Puissance optimale pour l’Ironman de Nice

 

La Parole du Maître:

je trouve qu’il ya plus de cote que de descente.
il ya une cote de 15000 metre pour 900 metre + et une descente de 25 km pour 900 m-
pour 150 watt et 32 kmh a quel vitesse as ton interet a monter la cote et a la descendre ?

 

je viens tout simplement de me rendre compte que sur un parcours comme nice ou embrun, il ya des portions ou il faut pouvoir mettre plus de puissance et d’autres moins et que donc c’est plus dur que si c’est plat.

 

je sais plus pourquoi je voulais a tout prix un capteur de puissance, j’y voyait un grand interet mais j’ai oublié. A laval il ya une piscine exterieure deja je vais a rennes.
il fallait a tout prix que je mesure la puissance d’un truc. rien que le systeme me plait.
sur ma voiture j’ai un compteur qui mesure la consommation d’essence instantané. ca sert pour faire des economies d’essences.

Exégèse:

Si on considère que la capacité physiologique est déterminée par la capacité à tenir un NP (Normalized Power) donné, la chose se met bien en équation.

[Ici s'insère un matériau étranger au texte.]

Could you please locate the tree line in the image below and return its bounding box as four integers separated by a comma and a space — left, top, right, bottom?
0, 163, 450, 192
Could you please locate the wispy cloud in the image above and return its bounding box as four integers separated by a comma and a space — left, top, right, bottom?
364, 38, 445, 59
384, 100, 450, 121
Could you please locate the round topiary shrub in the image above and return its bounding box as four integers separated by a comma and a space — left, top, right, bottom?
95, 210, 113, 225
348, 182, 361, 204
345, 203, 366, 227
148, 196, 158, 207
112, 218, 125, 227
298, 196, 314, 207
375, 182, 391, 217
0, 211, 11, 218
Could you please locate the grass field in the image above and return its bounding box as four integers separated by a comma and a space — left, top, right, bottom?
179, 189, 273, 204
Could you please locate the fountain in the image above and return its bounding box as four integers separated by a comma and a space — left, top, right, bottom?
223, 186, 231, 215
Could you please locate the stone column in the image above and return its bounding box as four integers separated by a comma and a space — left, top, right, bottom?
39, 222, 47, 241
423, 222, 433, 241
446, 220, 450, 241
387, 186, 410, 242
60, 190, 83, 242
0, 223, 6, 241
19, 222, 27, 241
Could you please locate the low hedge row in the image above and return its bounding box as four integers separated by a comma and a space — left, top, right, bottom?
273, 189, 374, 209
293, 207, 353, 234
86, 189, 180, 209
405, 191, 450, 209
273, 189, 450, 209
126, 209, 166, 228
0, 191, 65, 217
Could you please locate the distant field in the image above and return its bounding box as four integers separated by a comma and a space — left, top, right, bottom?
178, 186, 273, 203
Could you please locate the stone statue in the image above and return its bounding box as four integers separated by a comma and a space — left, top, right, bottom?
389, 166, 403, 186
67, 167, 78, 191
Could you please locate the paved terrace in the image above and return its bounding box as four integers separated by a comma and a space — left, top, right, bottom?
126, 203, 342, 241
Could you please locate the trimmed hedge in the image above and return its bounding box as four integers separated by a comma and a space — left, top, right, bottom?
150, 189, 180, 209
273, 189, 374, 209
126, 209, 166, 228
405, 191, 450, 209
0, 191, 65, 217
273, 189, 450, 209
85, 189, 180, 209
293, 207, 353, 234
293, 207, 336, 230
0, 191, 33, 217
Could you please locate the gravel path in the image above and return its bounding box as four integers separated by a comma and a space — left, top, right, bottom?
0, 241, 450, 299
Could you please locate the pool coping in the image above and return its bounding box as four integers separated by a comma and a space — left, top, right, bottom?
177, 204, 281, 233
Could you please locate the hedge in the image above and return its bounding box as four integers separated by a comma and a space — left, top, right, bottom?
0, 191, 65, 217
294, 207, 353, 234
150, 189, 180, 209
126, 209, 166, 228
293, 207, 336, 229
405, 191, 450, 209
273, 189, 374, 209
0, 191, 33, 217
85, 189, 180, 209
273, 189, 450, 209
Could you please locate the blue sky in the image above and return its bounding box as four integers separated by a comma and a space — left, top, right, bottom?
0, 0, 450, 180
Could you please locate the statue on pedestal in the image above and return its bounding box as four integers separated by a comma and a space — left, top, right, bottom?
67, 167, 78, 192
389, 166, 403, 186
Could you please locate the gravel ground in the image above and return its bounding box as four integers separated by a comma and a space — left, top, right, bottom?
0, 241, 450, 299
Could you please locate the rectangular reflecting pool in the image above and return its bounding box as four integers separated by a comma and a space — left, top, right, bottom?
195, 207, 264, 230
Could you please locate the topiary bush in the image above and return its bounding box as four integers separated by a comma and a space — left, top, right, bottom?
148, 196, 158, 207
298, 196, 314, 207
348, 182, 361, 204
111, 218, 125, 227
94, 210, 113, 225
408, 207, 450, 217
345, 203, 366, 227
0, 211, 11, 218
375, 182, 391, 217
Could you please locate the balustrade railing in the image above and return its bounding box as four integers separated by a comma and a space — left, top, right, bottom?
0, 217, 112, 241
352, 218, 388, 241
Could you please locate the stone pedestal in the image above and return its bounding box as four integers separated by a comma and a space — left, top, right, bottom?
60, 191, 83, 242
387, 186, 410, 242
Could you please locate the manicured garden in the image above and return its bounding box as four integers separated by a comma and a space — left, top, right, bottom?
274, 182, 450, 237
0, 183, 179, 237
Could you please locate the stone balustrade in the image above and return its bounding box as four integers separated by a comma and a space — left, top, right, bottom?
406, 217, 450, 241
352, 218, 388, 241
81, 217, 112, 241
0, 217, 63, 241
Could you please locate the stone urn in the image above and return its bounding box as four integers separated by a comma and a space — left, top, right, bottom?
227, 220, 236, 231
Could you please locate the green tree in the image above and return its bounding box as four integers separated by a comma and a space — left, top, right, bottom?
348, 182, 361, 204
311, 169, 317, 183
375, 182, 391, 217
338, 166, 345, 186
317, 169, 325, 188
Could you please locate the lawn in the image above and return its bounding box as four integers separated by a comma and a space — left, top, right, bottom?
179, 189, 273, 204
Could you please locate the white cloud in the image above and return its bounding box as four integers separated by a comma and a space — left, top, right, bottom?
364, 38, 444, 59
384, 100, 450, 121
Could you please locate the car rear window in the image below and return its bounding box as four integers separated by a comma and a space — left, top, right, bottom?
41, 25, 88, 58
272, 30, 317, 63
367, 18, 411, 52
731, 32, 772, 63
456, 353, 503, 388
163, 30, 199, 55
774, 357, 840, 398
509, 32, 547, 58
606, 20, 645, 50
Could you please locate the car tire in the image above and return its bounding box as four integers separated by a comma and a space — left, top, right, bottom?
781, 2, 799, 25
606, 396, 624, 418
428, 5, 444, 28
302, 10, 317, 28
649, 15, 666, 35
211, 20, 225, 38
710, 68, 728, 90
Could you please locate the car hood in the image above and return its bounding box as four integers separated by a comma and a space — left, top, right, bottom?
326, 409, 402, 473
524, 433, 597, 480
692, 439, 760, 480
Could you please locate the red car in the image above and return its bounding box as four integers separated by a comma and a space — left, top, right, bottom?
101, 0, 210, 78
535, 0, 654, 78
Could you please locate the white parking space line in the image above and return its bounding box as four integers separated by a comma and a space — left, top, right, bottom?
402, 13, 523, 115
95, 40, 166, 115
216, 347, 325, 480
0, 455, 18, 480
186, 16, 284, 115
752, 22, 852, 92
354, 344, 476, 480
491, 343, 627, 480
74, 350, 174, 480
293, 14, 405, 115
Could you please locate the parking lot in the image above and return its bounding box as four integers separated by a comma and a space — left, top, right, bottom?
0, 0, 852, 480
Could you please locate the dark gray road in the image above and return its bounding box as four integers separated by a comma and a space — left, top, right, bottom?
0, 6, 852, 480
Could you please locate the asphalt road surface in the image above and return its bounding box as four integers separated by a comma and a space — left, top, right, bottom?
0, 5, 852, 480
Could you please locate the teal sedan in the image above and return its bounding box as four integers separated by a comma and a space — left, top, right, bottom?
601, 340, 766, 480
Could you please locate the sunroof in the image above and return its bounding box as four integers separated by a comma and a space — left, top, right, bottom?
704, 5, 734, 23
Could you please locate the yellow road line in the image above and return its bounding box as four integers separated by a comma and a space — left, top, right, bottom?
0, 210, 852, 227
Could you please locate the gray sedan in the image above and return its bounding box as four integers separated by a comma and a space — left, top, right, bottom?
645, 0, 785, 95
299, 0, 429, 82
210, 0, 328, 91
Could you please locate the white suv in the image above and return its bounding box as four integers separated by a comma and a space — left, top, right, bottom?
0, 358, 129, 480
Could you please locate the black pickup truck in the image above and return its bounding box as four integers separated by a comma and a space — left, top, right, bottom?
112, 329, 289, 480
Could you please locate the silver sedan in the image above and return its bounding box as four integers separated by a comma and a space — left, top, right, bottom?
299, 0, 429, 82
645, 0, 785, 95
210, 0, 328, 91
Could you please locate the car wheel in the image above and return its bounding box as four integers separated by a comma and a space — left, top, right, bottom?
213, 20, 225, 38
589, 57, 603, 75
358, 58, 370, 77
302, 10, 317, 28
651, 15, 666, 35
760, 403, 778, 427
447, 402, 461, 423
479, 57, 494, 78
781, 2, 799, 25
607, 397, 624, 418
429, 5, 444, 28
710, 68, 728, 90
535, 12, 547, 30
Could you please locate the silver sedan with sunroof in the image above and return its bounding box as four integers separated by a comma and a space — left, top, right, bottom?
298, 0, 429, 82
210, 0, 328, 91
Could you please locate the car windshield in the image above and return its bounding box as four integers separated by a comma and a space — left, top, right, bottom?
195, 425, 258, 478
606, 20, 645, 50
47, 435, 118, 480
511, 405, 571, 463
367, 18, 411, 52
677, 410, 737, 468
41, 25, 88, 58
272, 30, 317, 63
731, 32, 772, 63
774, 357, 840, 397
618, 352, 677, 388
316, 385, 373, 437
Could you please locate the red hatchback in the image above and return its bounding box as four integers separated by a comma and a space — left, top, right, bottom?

Si T=durée du parcours vélo
NP = racine 4ème de la moyenne des (P^4)
(ou racine 4ème de l’intégrale de P^4 )
Sur NP, voir http://home.trainingpeaks.com/articles/ … score.aspx

On connait par ailleurs la relation liant la puissance instantanée, la vitesse et la pente:
P = P_Air + P_Mécanique + P_Pente

avec
P_Air = puissance utilisée pour vaincre la résistance de l’air
P_Mécanique = puissance nécessaire pour vaincre les frottements mécaniques (organes de transmission du vélo et frottements des pneus sur la route )
P_Pente = puissance nécessaire pour gravir la pente

P_Air = 1/2 . ro . S . Cx . V^3
avec
ro = masse spécifiaque de l’air = 1,205 kg/m^3 (à 21°C et 1 bar de pression)
S = surface frontale (de l’ensemble cycliste + vélo)
Cx = coeff aérodynamique (de l’ensemble cycliste + vélo)
V = vitesse du cycliste (en m/s) – on suppose un vent nul.
Le coeff S.CX dépend du profil du vélo, plus ou moins aérodynamique, mais surtout de la position de cycliste. Un cycliste amateur peut avoir un S.Cx de 0,43 m², un pro de 0,36 m².

P_Frottements = m.g.V.K
avec
m = masse du cycliste + vélo
g = constante gravitationnelle
K = paramètre dépendant du vélo et du revêtement de la route

C’est ici que s’exprime une différence entre les vélos.
Pour un vélo bas de gamme, K est de l’ordre de 0,01
Pour un vélo haut de gamme, K est inférieur à 0,008.

Si l’on veut aller dans les détails, la puissance due au frottement peut être décomposée en différentes composantes.
La principale est la résistance au roulement, qui dépend essentiellement de la nature du revêtement et du pneu (ou boyau utilisé).

La résistance au roulement est égale à:
Crr.m.g.V
avec Crr = Coefficient de résistance au roulement
Crr varie entre 0,0038 et 0,0080.

P_Pente = m.g.V.p
avec
p = pente (en %) – positif ou négatif

Il suffit ensuite de calculer le profil de puissance P à appliquer sur un parcours pour minimiser le temps de parcours total T tout en maintenant un NP constant.

Ça doit bien se calculer avec un programme de simulation adapté.

Si le parcours est tout plat, la solution de l’équation est simple: P = constante = NP, et la vitesse est constante.

On pourrait ensuite voir ce que ça donne sur des parcours simples (genre 5km montée à 5% + 5 km descente à 5%, ou 5km monté + 5km plat + 5km descente) et ensuite calculer ça sur un profil réel de course, genre Embrun ou Nice.

Une fois le profil de puissance obtenu, on peut déterminer le temps minimal de parcours, et la vitesse moyenne max atteignable – qui est celle que l’on atteint pour un NP donné si l’on a parfaitement géré son effort sur la durée du parcours (en appliquant le profil de puissance optimal).